1979 wurde im Rahmen des Europarats in Bern das Übereinkommen zur Erhaltung der europäischen wildlebenden Pflanzen und Tiere sowie ihrer natürlichen Lebensräume unterzeichnet. Diese Berner Konvention war das erste Abkommen, das den Schutz der Biodiversität auf europäischer Ebene regelte. «In den Anfängen war die Schweiz beim Schutz der Biodiversität auf privater wie auch auf staatlicher Ebene eine treibende Kraft», sagt Reinhard Schnidrig, Sektionschef Wildtiere und Artenförderung beim BAFU. Insbesondere beim Vogelschutz habe sich schon früh gezeigt, dass sich Biodiversitätsverlust nur im Rahmen internationaler Zusammenarbeit nachhaltig bekämpfen lasse. «Wenn wir Vögel hier bei uns schützen, sie auf dem Weg in ihre Winterquartiere diesen Schutz hingegen nicht erfahren, nützt unser inländisches Engagement herzlich wenig», hält Schnidrig fest.

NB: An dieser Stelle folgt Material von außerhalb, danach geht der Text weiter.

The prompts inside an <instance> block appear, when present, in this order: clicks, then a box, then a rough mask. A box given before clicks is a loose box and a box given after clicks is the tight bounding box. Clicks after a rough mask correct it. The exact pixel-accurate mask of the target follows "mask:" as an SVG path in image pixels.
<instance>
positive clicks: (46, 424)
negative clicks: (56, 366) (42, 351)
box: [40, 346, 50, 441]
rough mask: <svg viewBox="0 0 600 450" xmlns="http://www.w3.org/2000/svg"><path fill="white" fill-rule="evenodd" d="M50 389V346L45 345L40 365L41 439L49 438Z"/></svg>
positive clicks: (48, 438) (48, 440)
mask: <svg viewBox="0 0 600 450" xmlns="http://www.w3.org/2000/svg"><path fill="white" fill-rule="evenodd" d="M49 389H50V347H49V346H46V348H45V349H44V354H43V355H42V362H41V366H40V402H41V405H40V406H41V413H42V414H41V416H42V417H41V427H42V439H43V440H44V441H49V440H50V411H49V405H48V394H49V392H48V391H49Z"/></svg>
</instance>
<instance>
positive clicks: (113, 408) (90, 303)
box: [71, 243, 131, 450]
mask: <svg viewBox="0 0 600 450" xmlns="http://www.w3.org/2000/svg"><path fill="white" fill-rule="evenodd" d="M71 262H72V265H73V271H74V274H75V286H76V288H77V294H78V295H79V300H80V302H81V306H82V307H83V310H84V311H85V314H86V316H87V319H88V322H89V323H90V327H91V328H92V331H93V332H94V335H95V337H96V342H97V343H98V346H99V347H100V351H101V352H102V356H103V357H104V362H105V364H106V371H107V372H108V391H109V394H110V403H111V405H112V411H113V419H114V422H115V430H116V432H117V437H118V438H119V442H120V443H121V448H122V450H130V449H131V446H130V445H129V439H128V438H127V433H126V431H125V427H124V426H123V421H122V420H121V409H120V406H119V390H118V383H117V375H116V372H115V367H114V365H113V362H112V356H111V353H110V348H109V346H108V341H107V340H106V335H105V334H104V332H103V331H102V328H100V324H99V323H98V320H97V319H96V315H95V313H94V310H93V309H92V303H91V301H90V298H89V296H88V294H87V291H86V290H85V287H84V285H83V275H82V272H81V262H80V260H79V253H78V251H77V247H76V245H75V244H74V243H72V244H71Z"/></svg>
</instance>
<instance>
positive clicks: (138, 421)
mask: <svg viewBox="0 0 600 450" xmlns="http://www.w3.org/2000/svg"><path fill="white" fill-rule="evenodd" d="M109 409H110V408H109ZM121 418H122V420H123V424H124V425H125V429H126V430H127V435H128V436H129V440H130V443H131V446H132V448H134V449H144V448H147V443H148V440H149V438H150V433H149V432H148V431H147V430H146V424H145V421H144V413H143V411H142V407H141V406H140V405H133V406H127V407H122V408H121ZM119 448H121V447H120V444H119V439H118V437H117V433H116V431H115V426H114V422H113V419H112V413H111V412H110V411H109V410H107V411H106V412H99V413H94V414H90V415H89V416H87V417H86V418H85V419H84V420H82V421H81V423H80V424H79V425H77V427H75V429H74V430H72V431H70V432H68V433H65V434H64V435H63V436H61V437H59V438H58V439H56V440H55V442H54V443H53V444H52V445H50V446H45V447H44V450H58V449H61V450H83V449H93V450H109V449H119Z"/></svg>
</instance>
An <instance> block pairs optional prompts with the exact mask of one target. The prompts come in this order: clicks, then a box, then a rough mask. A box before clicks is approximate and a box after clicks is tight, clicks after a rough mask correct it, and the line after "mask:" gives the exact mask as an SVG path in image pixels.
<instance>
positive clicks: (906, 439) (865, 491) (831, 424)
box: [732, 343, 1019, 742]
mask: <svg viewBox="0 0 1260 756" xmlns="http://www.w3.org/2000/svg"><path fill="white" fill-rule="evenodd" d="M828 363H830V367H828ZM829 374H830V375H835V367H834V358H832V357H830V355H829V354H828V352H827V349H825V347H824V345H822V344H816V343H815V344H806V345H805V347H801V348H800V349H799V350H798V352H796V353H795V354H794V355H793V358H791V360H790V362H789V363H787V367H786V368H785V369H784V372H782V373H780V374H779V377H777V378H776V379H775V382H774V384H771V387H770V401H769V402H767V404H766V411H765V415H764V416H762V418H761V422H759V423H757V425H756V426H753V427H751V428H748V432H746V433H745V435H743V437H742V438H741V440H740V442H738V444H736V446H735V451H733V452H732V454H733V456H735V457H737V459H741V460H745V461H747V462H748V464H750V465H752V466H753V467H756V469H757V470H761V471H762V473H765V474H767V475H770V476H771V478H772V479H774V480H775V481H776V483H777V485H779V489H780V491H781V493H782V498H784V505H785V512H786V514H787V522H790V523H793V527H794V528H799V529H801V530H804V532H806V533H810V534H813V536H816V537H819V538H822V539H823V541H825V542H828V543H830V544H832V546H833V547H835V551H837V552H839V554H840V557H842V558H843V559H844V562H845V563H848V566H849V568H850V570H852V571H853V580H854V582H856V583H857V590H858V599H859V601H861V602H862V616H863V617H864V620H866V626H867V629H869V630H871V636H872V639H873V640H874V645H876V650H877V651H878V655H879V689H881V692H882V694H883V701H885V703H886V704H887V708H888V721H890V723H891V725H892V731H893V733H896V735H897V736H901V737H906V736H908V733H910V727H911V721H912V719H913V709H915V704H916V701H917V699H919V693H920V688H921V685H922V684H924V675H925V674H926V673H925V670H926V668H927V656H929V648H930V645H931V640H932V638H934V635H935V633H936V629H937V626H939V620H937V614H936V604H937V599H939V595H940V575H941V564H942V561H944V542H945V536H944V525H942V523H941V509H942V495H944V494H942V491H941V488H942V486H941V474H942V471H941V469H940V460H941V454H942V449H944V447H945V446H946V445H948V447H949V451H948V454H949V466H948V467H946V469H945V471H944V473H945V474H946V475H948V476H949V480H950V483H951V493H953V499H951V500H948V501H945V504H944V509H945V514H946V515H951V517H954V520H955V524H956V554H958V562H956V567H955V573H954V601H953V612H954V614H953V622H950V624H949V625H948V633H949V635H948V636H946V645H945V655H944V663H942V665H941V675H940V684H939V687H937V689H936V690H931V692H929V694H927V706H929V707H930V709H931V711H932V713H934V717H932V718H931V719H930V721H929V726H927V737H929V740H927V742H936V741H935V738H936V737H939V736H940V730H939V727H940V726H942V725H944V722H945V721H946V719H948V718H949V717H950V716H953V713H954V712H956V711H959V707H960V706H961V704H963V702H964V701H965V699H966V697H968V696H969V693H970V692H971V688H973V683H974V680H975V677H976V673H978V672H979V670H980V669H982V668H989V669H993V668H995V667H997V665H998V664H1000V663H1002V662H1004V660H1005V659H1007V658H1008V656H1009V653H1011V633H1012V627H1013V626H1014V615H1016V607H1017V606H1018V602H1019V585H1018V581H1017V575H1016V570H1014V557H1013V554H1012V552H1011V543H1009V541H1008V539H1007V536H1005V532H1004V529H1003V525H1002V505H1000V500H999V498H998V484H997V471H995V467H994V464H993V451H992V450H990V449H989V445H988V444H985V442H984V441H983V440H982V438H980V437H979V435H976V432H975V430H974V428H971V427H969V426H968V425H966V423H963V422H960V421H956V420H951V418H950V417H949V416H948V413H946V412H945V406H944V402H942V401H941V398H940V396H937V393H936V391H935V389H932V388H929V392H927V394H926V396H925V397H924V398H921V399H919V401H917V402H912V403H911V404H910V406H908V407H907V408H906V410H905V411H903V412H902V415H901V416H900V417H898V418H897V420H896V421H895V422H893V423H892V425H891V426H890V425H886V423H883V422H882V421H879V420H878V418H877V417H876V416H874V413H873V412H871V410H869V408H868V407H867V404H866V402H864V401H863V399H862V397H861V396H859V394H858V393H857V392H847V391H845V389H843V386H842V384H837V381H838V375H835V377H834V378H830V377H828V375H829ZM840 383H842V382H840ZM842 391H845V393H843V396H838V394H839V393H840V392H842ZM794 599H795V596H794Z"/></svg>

Diese Erkenntnis setzte sich 1992 endgültig durch: An der Konferenz der Vereinten Nationen in Rio de Janeiro einigte sich die Staatengemeinschaft auf die Konvention über die biologische Vielfalt (CBD). Sie war das erste internationale Abkommen, das den Schutz der biologischen Vielfalt global, umfassend und anhaltend behandelte und den Artenschutz sowie den Schutz der Ökosysteme und der genetischen Ressourcen thematisierte. Die Vertragsparteien wurden unter anderem aufgefordert, nationale Strategien zur Erhaltung der Biodiversität zu entwickeln.
Neuer Schwung aus Nagoya
Hierzulande beschloss der Bundesrat die Strate-gie Biodiversität Schweiz allerdings erst 2012. Reinhard Schnidrig kennt die Gründe: In den 1980er- und 1990er-Jahren habe sich die Schweiz mit dem Schutz der Moore und griffigen Revisionen des Jagd- und Wildtierschutzgesetzes, des Gewässerschutz- und des Waldgesetzes auf anderem Weg um den Schutz der Biodiversität im Inland gekümmert, erklärt er. Hinzu komme, dass politische Entscheidungsprozesse in der Schweiz lange dauern. «Ist ein Entscheid gefallen, ist das Engagement für dessen Umsetzung bei allen Beteiligten aber umso grösser.»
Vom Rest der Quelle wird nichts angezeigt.